Mas, em outro sentido muito importante, a “covid zero” não é só uma “coisa chinesa”. Não, aqui no mundo ocidental supostamente livre, diversos especialistas e observadores fizeram lobby abertamente por políticas de “covid zero”, pela submissão da liberdade e das alegrias da vida a um programa para garantir que a covid-19 nunca mais se instale na nossa sociedade. No último ano, a “covid zero” se tornou um pouco como o slogan do movimento “Defund the Police” (ou “Cortem o Orçamento da Polícia”, em tradução livre), em que as pessoas que fizeram essa reivindicação agora negam que de fato fosse isso que estivessem pedindo. Assim como os apoiadores do “Black Lives Matter” (“Vidas Negras Importam”), na mídia dizem que “Não queríamos acabar com os recursos da polícia de verdade, você só não entendeu as nuances do nosso posicionamento”, os lobistas da “covid zero” no Reino Unido e em outros locais insistem que, na realidade, não queriam impor restrições tão severas para que os casos de covid fossem reduzidos a zero. Mas o fato é que queriam, sim.
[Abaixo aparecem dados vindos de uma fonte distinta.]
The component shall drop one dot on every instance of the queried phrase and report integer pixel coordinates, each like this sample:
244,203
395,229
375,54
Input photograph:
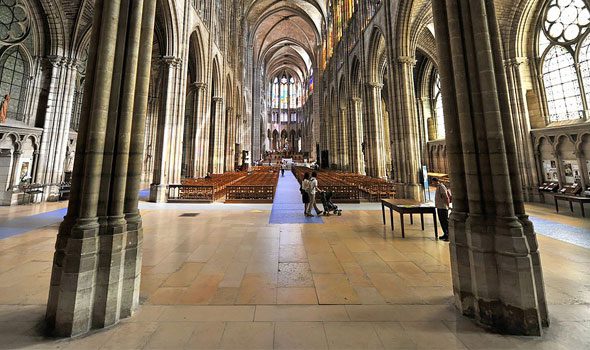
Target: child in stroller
329,207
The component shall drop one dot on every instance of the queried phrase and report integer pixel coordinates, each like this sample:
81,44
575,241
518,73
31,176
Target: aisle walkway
287,207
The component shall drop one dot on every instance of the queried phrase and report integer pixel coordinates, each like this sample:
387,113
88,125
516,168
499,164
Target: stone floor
229,279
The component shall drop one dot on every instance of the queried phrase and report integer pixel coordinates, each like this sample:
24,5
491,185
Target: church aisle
232,280
287,206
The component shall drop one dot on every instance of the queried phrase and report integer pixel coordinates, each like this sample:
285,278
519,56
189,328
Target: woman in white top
305,192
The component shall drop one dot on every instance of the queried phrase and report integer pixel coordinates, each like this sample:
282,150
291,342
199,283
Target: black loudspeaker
325,159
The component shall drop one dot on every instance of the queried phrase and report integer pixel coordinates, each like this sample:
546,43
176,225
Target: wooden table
407,206
571,199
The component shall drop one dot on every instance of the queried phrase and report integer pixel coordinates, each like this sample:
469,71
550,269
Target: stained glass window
275,93
438,108
293,93
565,70
284,93
13,74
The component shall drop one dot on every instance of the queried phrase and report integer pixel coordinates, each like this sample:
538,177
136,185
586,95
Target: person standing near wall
442,200
312,190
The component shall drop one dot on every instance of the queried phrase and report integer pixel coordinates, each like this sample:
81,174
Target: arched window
293,93
563,48
13,81
439,114
275,93
284,93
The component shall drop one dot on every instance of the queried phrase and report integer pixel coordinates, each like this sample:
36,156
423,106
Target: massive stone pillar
217,141
170,132
56,127
405,132
95,276
522,128
374,142
497,277
202,136
229,141
357,162
343,154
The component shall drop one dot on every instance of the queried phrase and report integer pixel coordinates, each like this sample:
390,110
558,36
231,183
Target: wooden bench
571,200
411,207
258,187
Aliás, vale lembrar que diversos especialistas britânicos elogiaram a reação assustadora da China à covid-19. O professor Neil Ferguson, do Imperial College London, afirmou que seus colegas e ele nunca acharam que poderiam “chegar tão longe” quanto às implacáveis políticas que a China impôs no início de 2020. “E então a Itália o fez. E nós nos demos conta de que podíamos fazer também”, disse Ferguson. A professora Christina Pagel, a onipresente fatalista, murmurou que a China está “levando sua abordagem para a covid muito a sério”, quando foi revelado que os chineses tinham construído um centro de quarentena de 5 mil quartos para aqueles que chegavam do exterior. “A China tem um sistema coletivo e socialista… não uma sociedade individualista, voltada para o consumo e movida pelo lucro muito prejudicada pelos últimos 20 anos de políticas econômicas neoliberais”, a professora Susan Michie tuitou em março de 2020. Para reforçar sua mensagem, ela incluiu a hashtag #LearnLessons (#AprendamAsLições, em tradução livre). Ou seja, o Reino Unido deveria aprender com a China. Michie é uma das conselheiras do Sage — o grupo de cientistas que está prestando consultoria para o governo britânico durante a crise da covid-19. Qualquer um que duvide de que a liberdade está em situação precária só precisa considerar o fato de que uma fã do “sistema” chinês tem aconselhado o governo inglês no decorrer dessa terrível pandemia.

A verdade é: se tivéssemos seguido as recomendações dos fanáticos britânicos da “covid zero”, estaríamos em uma situação semelhante à da China agora. Teríamos aceitado que nada é mais importante que evitar a infecção do novo coronavírus. Teríamos reorganizado a sociedade de tal forma que a saúde fosse preservada em detrimento da vida — em detrimento da educação, da interação humana, do direito de andar do lado de fora da sua porta. Fizemos isso por alguns períodos, claro, durante diversos lockdowns. E gerações futuras com certeza vão olhar para trás e se perguntar por que nós, no Ocidente supostamente liberal, copiamos, por franca admissão de Ferguson, as políticas do Partido Comunista Chinês. Mas, por ora, enquanto lemos sobre os apuros desesperadores em que as boas pessoas de Xi’an se encontram, vamos lembrar que temos nossos próprios fanáticos da “covid zero”, e que suas políticas tresloucadas teriam nos colocado em uma situação similarmente distópica. Isso me assusta mais do que a covid-19 em si. Devolver a liberdade a seu devido lugar — como a característica mais importante da nossa sociedade — será a principal tarefa de 2022.

Brendan O’Neill é o repórter-chefe de política da Spiked e apresentador do podcast The Brendan O’Neill Show.